Los diferentes servicios básicos que requiere una sociedad organizada padecen graves limitaciones en nuestra comunidad. Existen acumulaciones de basura y vertederos improvisados que no son saneados periódicamente, sobretodo en las partes más interiores de las comunidades. El servicio de recogida de la basura es insuficiente y se limita, a las calles principales en horarios desorganizados. El suministro de agua potable es esporádico e intermitente y sufre considerables períodos de ausencia en algunos sectores. El sistema de tuberías está muy deteriorado y las constantes manipulaciones y averías hacen que el agua que transportan no se pueda usar para el consumo por sus niveles de contaminación.Así mismo, el suministro de energía eléctrica es deficitario y la comunidad permanece muchas horas sin él. También la precariedad de las instalaciones perjudica la calidad del servicio y constituye un grave riesgo para los moradores del lugar.


En cuanto a los servicios de salud, San Felipe dispone solamente de una pequeña UNAP como única estructura sanitaria de Salud Pública, la cual sufre limitaciones de todo tipo. Ofrecen servicios de Salud Primaria dos centros de salud comunitarios (Centro de Salud Santa Joaquina de Vedruna y Centro Comunitario de Salud San Felipe) y algunos consultorios a nivel privado. Los habitantes de San Felipe que se enferman, deben acudir a uno de estos centros o tienen que desplazarse fuera del ámbito de la comunidad para recibir atención médica.

La atención más básica la pueden buscar en Villa Mella, que dispone de un centro materno-infantil para una población superior a 550.000 habitantes. La otra alternativa es movilizarse hacia la capital para probar suerte en un hospital público. La comunidad de San Felipe dispone de un cuartel de la Policía Nacional, a pesar del cual, los niveles de inseguridad ciudadana son elevados. Dicha dotación policial no dispone de los efectivos y de la logística necesarios para proveer a la comunidad de los servicios de seguridad que amerita.

En  los  últimos diez años, la comunidad de San Felipe de Villa Mella ha triplicado el número de sus  habitantes.

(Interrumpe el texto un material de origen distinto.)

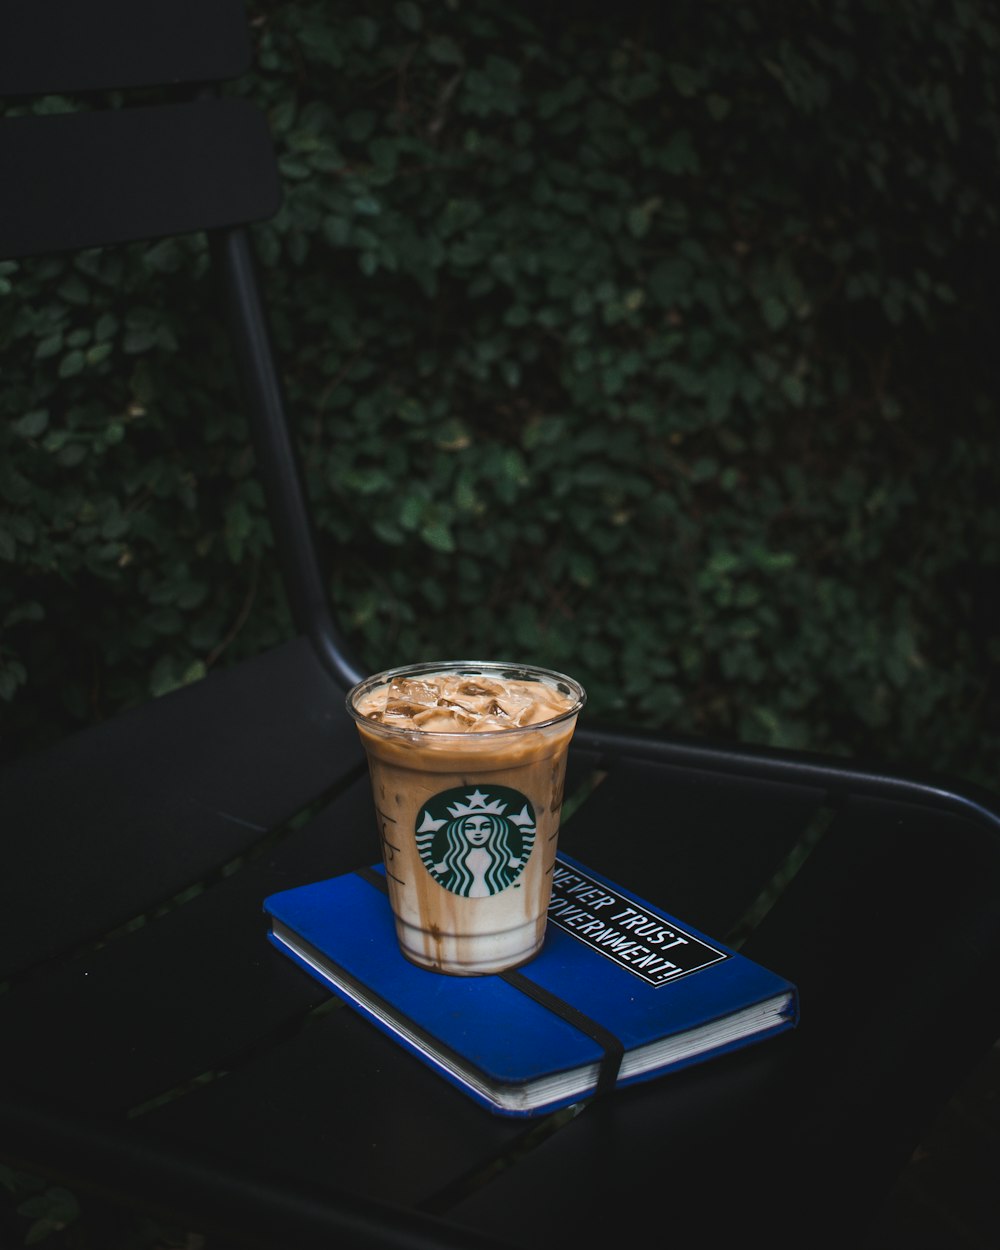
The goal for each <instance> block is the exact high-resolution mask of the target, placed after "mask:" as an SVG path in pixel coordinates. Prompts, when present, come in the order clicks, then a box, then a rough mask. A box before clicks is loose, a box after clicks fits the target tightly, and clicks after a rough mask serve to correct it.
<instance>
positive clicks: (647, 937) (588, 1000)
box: [264, 855, 799, 1116]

La población crece vertiginosamente recibiendo emigrantes que provienen de los campos, de los barrios norte de  la capital y de la vecina  nación  de  Haití.

Este fenómeno, juntamente a la falta de la aplicación de una estrategia de planeamiento urbanístico, da lugar a comunidades  desorganizadas y a tendencias de construcción  anárquicas. En consecuencia, algunas comunidades crecen rápidamente y de forma caótica, pudiéndose observar hacinamiento, casas sin  acceso a  las  calles, construcciones en lugares  peligrosos e inestables, construcciones en la vía pública, etc.

La  mayoría de las calles de la  comunidad no están  asfaltadas y, en  ocasiones, las aguas las convierten en caminos peligrosos y difíciles de transitar. No existen en San Felipe espacios públicos de recreación,  parques, ni áreas infantiles. Tampoco son suficientes los espacios comunitarios destinados a las actividades deportivas, existiendo solamente algunas, muy escasas, canchas de basketball. La comunidad no dispone tampoco de ninguna infraestructura sólida destinada a la promoción de la cultura o a la expresión de manifestaciones artísticas de ninguna índole.